The following post was first published on Passing Through, The Nation‘s guest blog, where I will be posting all month.
If you’re a political junkie like me, all you can think about is the primary and the general election beyond. Can you remember a primary season so dynamic and volatile, so dramatic, so filled with hope and trepidation and the stirrings of something historic? I can’t decide if I love it or I’m going to have an ulcer by November. Or both.
Today I want to take a look at the Dem candidates. Do green issues offer a way to differentiate them? A way to help wavering primary voters decide which way to go?
Sorry, but not really.
In terms of climate/energy policy proposals, there’s not a whole lot of distance between Obama and Clinton. On this issue as on so many others, they both followed Edwards’ early lead and ended up with strong, ambitious plans. Both would substantially cut greenhouse gas emissions and boost clean energy; both pitch sustainability as an issue of shared sacrifice and economic opportunity; both have an impressive grasp of the policy details. Some resources:
- My analysis of Clinton’s plan is here, of Obama’s here.
- A more thorough factsheet on Clinton’s green record is here; Obama’s here.
- An interview with Clinton on green subjects is here; Obama here.
I’ll look at the merits of some of their proposals in subsequent posts; for now I want to focus on what differentiates them.
Thing is, there isn’t much. There are episodes in their respective pasts that give pause. Clinton burned all those tires (long story). As a Democratic power broker and high-powered lawyer of long standing, she’s been cozy with some fairly unsavory corporate players, from Alcoa to Wal-Mart.

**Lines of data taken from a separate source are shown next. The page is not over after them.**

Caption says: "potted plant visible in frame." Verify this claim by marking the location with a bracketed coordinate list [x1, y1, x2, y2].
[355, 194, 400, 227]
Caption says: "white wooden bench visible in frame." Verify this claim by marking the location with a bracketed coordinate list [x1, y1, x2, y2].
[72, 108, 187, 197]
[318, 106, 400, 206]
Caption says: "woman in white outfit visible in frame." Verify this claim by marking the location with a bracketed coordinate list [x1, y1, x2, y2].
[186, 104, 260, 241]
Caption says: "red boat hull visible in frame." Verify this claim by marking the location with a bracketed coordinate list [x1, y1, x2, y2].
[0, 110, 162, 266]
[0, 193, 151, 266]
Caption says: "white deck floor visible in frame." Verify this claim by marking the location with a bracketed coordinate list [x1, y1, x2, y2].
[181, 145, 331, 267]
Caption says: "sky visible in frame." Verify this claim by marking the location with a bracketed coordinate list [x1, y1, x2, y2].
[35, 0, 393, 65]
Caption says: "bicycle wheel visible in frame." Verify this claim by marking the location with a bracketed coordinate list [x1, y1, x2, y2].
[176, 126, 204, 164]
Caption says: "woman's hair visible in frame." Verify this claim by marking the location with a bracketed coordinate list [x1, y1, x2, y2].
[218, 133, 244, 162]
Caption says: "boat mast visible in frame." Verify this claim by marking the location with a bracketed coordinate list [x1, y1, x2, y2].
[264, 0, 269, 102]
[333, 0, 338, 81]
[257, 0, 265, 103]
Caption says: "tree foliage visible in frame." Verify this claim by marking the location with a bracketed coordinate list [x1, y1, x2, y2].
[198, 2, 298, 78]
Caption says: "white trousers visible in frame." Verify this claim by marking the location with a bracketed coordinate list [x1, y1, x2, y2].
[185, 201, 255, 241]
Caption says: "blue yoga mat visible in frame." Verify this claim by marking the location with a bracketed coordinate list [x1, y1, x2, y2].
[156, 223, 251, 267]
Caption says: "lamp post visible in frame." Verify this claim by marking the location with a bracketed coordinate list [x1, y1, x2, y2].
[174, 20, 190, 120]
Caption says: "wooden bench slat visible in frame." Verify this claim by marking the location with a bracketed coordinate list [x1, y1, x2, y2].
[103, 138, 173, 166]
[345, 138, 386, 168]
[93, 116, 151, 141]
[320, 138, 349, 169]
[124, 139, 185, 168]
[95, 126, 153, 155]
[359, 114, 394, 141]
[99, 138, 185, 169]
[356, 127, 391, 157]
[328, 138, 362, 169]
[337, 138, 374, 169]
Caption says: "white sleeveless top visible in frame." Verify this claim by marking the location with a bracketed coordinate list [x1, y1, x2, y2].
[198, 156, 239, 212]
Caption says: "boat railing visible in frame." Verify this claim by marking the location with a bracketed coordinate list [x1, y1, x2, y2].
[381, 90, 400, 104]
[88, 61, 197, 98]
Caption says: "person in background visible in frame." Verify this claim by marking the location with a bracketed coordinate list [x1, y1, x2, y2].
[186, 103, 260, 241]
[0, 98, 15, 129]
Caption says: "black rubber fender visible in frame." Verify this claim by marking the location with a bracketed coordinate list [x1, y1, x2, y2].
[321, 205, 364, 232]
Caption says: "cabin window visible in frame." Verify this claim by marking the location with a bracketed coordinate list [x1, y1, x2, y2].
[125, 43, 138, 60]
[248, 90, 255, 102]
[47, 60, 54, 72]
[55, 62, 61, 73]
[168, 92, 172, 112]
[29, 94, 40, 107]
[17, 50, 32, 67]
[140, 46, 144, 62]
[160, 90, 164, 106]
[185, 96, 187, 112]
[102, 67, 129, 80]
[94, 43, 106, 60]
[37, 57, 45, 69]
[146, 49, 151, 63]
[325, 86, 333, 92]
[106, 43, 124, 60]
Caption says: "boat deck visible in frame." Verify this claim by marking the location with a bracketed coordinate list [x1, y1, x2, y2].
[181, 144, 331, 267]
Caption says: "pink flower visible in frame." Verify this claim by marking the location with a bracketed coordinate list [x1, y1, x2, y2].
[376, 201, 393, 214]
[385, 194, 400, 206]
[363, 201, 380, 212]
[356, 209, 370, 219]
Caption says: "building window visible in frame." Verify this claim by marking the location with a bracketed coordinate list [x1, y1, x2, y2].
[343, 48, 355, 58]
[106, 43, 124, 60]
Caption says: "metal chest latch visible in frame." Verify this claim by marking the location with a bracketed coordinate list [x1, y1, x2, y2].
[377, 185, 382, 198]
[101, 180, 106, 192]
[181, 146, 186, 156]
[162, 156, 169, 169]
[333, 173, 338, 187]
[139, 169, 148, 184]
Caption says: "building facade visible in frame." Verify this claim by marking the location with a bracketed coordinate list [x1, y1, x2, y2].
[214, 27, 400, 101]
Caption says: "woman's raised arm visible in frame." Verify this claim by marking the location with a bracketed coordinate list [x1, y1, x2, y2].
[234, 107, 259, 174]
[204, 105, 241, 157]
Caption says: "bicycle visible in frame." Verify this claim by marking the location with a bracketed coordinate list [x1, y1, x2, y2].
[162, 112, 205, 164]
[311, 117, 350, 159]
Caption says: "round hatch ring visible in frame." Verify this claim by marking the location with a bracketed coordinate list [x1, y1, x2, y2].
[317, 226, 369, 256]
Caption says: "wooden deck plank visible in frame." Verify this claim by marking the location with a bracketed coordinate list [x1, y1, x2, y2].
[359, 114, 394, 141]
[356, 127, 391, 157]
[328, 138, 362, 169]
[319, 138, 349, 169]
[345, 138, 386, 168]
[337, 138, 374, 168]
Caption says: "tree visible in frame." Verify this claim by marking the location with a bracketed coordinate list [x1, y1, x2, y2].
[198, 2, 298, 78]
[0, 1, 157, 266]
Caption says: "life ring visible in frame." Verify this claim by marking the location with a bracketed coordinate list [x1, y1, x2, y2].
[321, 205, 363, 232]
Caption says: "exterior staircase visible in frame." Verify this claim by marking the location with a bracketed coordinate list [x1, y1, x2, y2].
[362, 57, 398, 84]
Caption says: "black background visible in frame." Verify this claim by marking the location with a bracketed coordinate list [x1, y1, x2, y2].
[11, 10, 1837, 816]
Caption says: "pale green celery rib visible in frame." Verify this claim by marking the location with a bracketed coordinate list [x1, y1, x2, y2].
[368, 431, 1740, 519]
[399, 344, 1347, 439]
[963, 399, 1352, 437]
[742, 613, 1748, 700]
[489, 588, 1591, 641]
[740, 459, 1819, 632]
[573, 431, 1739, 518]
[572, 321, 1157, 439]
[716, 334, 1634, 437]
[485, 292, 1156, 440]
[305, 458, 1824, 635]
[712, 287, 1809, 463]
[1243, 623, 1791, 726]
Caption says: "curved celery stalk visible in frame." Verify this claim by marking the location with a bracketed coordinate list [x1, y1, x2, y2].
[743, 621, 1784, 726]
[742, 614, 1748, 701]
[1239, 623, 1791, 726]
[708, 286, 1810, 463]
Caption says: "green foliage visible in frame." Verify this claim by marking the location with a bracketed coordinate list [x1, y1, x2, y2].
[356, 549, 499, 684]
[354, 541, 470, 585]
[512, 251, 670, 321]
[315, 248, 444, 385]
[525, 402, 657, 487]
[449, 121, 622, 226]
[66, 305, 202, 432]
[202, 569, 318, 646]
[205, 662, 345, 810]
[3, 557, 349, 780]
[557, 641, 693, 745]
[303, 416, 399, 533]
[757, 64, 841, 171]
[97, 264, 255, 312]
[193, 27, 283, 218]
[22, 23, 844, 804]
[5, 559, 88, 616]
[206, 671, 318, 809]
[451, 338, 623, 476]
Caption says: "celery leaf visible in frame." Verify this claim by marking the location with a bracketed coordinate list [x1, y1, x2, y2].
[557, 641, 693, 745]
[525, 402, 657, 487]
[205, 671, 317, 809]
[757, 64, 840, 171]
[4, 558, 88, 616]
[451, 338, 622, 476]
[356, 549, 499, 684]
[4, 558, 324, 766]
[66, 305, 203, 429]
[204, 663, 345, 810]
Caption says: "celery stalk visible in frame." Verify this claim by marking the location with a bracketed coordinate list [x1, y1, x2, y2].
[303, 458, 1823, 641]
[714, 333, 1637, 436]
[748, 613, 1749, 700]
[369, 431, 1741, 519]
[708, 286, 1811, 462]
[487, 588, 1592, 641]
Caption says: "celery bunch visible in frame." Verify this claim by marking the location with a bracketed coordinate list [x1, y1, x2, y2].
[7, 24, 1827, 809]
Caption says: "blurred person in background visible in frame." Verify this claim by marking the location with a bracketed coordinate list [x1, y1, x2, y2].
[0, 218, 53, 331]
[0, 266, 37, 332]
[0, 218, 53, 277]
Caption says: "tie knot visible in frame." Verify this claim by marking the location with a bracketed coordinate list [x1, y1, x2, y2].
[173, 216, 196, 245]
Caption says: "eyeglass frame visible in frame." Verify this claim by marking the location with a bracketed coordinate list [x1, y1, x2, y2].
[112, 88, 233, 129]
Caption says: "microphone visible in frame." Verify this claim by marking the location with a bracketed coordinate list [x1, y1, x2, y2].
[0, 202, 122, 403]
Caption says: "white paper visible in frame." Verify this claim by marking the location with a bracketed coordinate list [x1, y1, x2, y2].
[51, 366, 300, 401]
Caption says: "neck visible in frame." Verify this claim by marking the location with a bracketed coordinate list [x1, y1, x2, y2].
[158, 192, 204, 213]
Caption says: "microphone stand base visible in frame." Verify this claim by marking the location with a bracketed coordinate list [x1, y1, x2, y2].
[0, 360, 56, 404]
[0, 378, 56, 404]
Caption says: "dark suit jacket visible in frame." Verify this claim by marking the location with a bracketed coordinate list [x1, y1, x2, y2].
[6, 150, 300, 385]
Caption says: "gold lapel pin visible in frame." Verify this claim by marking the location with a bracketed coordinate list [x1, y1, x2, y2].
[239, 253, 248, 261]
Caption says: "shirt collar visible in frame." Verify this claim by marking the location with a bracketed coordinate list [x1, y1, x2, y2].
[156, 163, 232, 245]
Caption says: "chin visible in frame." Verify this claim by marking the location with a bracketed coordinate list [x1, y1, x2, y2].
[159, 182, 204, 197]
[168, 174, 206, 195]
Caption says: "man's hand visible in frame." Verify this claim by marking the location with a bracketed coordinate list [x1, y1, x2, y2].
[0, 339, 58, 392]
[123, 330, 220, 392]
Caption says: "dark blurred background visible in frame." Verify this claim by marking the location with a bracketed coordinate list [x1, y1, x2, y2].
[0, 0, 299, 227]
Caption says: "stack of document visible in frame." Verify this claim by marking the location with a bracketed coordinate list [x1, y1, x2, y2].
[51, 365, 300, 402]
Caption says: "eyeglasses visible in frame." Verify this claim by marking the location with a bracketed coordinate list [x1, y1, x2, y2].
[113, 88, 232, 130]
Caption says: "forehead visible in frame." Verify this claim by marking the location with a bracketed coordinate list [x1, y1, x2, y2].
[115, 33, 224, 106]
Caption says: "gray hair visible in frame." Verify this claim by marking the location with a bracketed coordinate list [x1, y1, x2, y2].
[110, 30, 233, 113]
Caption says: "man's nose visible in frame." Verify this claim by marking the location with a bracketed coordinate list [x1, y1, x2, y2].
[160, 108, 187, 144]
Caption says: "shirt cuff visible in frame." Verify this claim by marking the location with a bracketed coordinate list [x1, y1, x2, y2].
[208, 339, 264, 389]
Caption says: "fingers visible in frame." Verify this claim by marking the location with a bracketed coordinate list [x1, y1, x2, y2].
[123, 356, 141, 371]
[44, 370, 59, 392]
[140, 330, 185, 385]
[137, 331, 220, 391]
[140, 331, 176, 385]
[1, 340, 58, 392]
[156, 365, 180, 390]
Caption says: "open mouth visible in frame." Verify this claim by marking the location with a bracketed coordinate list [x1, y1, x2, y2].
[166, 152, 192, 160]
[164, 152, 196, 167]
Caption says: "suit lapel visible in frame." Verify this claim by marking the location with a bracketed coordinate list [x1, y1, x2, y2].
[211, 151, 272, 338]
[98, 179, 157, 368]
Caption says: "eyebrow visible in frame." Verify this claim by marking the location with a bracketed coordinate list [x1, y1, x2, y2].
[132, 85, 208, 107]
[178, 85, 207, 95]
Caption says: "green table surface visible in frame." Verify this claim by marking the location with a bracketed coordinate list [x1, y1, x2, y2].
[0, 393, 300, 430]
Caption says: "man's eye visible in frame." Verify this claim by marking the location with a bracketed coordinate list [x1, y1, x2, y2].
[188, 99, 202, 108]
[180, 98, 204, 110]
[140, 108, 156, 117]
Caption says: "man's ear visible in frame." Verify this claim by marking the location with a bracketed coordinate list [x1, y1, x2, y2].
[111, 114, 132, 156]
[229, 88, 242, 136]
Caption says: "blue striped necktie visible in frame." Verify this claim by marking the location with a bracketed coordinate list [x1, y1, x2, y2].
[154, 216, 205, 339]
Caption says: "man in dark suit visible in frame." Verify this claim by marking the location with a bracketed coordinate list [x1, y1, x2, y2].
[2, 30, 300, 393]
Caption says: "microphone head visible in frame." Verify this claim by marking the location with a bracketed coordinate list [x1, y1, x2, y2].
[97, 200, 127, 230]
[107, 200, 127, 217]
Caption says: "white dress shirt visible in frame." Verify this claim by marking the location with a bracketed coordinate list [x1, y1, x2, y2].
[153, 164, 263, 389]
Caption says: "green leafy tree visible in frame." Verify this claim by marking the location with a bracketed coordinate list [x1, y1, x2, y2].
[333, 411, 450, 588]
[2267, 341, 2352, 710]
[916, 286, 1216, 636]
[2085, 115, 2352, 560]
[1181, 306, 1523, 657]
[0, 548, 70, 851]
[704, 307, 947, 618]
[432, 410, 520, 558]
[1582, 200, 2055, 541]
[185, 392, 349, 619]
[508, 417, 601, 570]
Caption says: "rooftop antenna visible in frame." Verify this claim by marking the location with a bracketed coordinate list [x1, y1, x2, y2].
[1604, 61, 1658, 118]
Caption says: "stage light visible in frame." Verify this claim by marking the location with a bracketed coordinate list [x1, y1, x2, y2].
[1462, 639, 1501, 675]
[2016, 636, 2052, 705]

Obama, on the other hand, is an Illinois pol. That means he is, by necessity, a little friendlier with coal, ethanol, and nuclear interests than greens might like. Those allegiances led him to vote for the monstrosity that was the Energy Act of 2005, a porkfest that funneled subsidies to all three interest groups (Clinton voted against it). Early last year, he pushed legislation boosting liquid coal. (When greens threw a fit he backed off somewhat, making clear that liquid coal is kosher only if it meets low-carbon fuel standards.) As the NYT exhaustively documents, he gets big campaign contributions from Exelon, a nuke outfit based in Illinois; his campaign adviser David Axelrod once consulted for the company.
There is, however, no smoking gun of quid pro quo in either’s career, and both are well-regarded by greens. Various commentators have blown past transgressions up to make the case that Clinton is secretly an earth-hating corporate sellout, or that Obama is, or that both are. Call me cynical, but all the above seems like relatively run-of-the-mill parochial politics to me. You’d be hard-pressed to find a politician that doesn’t have compromises like this in his or her past. If you wanted pure green positions — no new coal plants, no corn ethanol, no nukes under any circumstances — I’m afraid your hopes died with the Edwards campaign (or the Kucinich campaign … is that one dead yet?). Between the two remaining Dems, neither their histories nor their campaign proposals yield an obvious green favorite.
It comes down to these questions:
- Who will be more effective at getting a green agenda past the many obstacles it faces?
- Who will do more to help downticket races and usher more Democrats into Congress?
There’s been a lot of chatter about "theories of change" this election, but if you ask me, personal style matters a hell of a lot less than the number of reliable votes in Congress. So who’ll get more downticket Dems elected? I think, as his recent endorsement by a string of red-state Dems attests, Obama will. He’s got broader appeal with the Independents and wavering Republicans that will make the difference in close Congressional races.
So in the end, if I was forced at gunpoint to pick the greener Dem this election, it would be Obama, but only based on second-order effects, and only barely. By far the larger story this season is that both Democratic choices are advancing a green agenda substantially more ambitious than what was proposed by Kerry, Gore, or Clinton. It’s hard for green Democrats to go wrong this year.